The Hen cackles in the distance.

A.I.


Humans have always portrayed The Forces of Creation in our own languages and images. Only recently has our frenemy, Artificial Intelligence, joined us on this odyssey. Maybe this is helpful. Maybe not.

Notions of God are often stuck in mid-adolescence. Love and forgiveness are common attributes, but God remains dangerously amorphous, shaped by the malleable beliefs and projections of flawed beings clinging to primitive weapons and misinterpreted promises.

Human versions of right and wrong, the Essence(s) of Life, or of reality itself, are neither static nor complete, but regardless, our minds, hearts, and souls are being fed into the voracious machines we’ve invented. These machines will outlive us, and they are building themselves out of whatever they’re fed. The data-crunchers are insatiable, and like us, they are tragically indiscriminate about what they gobble down.

As short-lived but conscious beings, the wisest thing we can do is nourish ourselves, and thus the little beasties, with the most accurate realities and noble aspirations at our disposal. Check your sources. Consume only what is verifiable.

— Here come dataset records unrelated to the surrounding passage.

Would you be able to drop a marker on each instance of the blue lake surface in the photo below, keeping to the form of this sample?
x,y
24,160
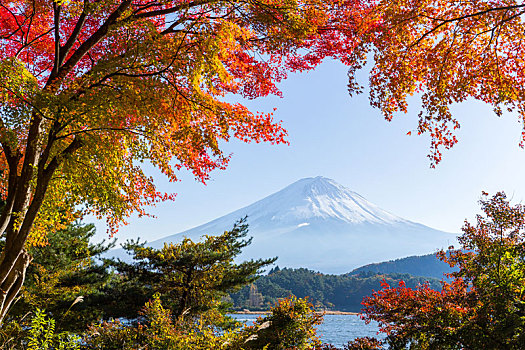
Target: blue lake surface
x,y
336,329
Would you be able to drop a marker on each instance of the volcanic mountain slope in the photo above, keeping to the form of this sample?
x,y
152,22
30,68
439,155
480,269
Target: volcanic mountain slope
x,y
319,224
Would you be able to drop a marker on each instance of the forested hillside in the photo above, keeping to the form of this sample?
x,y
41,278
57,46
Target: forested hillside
x,y
332,292
425,265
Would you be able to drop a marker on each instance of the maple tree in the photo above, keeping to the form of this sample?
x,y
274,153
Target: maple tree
x,y
89,89
446,52
483,307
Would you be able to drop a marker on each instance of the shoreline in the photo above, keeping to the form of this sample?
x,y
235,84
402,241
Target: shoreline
x,y
327,312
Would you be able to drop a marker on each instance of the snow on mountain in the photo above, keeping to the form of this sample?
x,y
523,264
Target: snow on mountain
x,y
319,224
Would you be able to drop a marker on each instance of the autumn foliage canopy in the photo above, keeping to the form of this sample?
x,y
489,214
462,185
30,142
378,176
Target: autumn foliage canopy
x,y
90,89
482,307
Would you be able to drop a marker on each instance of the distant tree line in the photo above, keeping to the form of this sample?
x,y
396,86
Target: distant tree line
x,y
428,265
332,292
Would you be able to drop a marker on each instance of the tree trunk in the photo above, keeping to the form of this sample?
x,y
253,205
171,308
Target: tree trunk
x,y
12,284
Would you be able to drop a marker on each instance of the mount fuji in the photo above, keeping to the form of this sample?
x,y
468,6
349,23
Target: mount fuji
x,y
319,224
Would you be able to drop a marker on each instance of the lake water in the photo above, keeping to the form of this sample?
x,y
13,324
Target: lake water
x,y
336,329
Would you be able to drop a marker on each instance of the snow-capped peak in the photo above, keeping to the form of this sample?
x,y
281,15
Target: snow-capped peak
x,y
318,198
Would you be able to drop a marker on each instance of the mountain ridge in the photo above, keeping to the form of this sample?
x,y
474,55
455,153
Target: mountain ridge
x,y
319,224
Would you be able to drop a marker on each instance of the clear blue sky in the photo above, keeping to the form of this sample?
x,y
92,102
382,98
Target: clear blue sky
x,y
345,139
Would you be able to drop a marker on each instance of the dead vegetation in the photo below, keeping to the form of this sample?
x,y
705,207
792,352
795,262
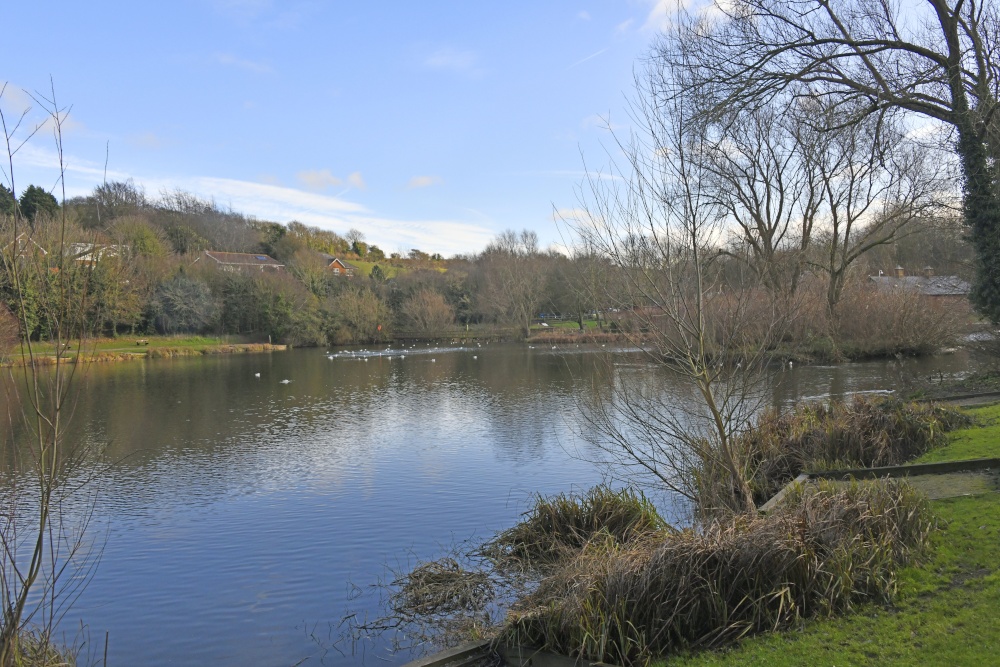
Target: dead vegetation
x,y
864,431
825,550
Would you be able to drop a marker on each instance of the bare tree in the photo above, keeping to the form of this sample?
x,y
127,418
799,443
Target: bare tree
x,y
759,175
426,310
871,183
39,542
935,59
514,278
706,318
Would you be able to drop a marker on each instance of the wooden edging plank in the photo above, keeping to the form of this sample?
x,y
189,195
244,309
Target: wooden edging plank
x,y
454,657
966,465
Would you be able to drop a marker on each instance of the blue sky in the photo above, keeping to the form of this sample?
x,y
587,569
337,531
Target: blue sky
x,y
431,125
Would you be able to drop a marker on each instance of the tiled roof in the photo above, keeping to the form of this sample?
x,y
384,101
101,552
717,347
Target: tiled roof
x,y
928,286
242,259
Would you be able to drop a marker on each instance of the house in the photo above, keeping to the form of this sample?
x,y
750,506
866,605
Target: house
x,y
928,285
240,261
23,246
91,253
341,268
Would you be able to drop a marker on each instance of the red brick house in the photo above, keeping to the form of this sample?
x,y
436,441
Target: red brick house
x,y
341,268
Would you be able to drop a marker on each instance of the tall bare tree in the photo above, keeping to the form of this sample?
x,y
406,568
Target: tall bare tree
x,y
38,543
936,59
514,278
660,228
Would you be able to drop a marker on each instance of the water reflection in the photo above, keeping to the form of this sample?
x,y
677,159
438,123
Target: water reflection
x,y
239,507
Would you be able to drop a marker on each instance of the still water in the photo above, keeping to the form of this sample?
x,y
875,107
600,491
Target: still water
x,y
243,516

It may be slim pickings, but it’s better to die filled with small bites of truth than with a belly distended by self-absorption, jagged fantasies, and outright lies.

In a few days, our abundant, feral hollyhocks will explode into colors determined by last year’s cross-fertilizations. I mention this to The God of Tight Jeans sitting on the steps beside me, and his face lights up. He leaps to his feet. Channeling Jewel Akens, Dean Martin, and my very own hip-swaying mother, he begins to croon a tune from the 60s.

“Let me tell you ‘bout the birds and the bees, and the flowers and the trees, and the moon up above. And a thing called love.”

“Really, God?” I say with an eyeroll. “A thing called love?”

“Yeah, baby!” God has begun dancing seductively around the hollyhocks, throwing in a few lewd pelvic thrusts. “Thanks for not mowing the clover and the dandelions. You’re the best.”

I consider my urge to dismember anyone who hurts or disagrees with me. “If I’m the best, God, we’re all in serious trouble.”

“Yes, you are,” he nods affably and morphs into Many. The translucent bodies of the Creative Forces sway in front of me. “Put the swords away, honey,” they whisper. “We need no defense. Only pollinator species.”